Michael J. Lotito, a partner in the San Francisco office of law firm Jackson Lewis, said the reason there are so many lawsuits--his firm is "currently handling about 250 class-actions--(and) almost all are wage-and-hour"--is that "the law is archaic."
"We are applying 1930 workplace rules, which made sense when almost everyone responded to a whistle at work, to the 21st-century workplace, when many people are working someplace other than ... well ... at work!
"Plaintiff lawyers are creative," Lotito said. "Companies in the same industry tend to adopt similar workplace rules. (Saying,) 'Everyone in the industry does it this way' is an annuity to a creative plaintiff's lawyer."
Attorney Gerald Maatman oversaw the Seyfarth Shaw report, which analyzed 715 class-action and collective-action court rulings involving claims against employers last year, and found that plaintiffs' lawyers increased the pace of the Fair Labor Standards Act and the Employment Retirement Income Security Act class-action filings seeking recovery for unpaid wages and 401(k) losses.

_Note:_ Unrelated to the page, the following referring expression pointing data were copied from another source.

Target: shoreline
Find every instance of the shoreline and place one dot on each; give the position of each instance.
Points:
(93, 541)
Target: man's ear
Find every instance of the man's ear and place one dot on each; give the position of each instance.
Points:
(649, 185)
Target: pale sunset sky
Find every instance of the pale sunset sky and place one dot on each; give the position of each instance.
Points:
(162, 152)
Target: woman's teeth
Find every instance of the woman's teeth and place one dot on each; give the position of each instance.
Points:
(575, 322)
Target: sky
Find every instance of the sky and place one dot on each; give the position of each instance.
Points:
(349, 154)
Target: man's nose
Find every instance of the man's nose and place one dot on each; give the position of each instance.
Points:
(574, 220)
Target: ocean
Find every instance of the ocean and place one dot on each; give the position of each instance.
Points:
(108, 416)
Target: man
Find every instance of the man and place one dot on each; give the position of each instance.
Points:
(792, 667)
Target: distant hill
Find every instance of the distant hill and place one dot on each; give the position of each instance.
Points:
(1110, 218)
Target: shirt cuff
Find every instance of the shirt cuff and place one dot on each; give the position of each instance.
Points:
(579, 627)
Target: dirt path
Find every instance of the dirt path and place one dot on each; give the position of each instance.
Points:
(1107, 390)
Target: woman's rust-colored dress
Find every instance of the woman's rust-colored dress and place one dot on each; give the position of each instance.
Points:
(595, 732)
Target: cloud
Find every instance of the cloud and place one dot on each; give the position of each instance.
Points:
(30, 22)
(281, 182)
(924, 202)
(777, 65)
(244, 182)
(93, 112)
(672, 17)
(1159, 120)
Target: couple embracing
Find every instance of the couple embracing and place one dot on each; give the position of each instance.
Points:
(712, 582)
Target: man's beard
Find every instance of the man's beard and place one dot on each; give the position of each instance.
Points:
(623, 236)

Wage-and-hour litigation is proving especially attractive to the plaintiffs' bar because it is much easier to get such cases certified as class-action lawsuits than other areas of employment law, said Maatman.

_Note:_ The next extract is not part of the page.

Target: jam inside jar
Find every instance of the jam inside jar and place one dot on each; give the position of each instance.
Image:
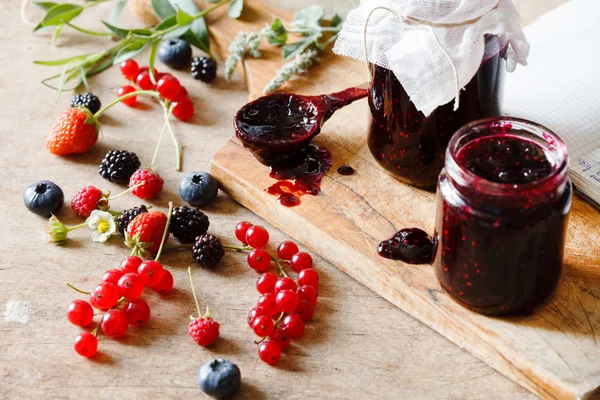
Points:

Compounding this, Lotito added, is the fact that "employees are worried. They are either on unemployment, were on it but it ran out, or know someone who is or was or is afraid to be. (In short), they are looking for ways to obtain compensation."
Michael J. Ossip, a partner in the labor and employment practice at Philadelphia-based Morgan Lewis and a national co-chair of the firm's wage-and-hour practice, agrees that uncertainty is fueling the trend.
"There's a general line of thinking in employment law that, while an employee has a job, he or she will be much more reluctant to file suit against his or her employer," even if there is a disagreement. Once the job is lost, which has been the case for millions of Americans, he said, "the sentiment becomes, 'Now that I'm unemployed, I'm going to pursue it.' "
Despite the talk of an imminent economic recovery, said Ossip, "the likelihood that (companies) are going to get hit by one of these class-action suits is now much more likely."
Plaintiffs' lawyers are getting much more aggressive, he said, in "putting state actions together and turning them into federal class-action cases."
Although the attorneys admit that the Obama administration will make it easier for employees to file class-actions and for unions to help them, there is "much more to this not attributable to the administration," Ossip said.
A good takeaway, said Gray, is for HR and risk managers to not wait.
"If you're paying attention to the types of cases, you can get out ahead of them and fix your practices that need to be fixed, and clarify things that need to be clarified, such as wording in the employee manual, how you're handling meal breaks, the list goes on ... ," he said.
"Coming out of the downturn," he added, "many, many companies lost people and were forced to downsize, and many people took on additional duties then.
"We have many clients who have gone through very difficult restructurings where people in certain jobs are now actually doing very different things than what people in those jobs used to do," he said.
"Now that the economic waves have receded a little," he also said, "now's the time to see if managers are doing far more nonmanagerial work. Or you could have exempt administrative people who are now nonexempt. You may even have nonexempt people now exempt, so that angle could be very helpful to you."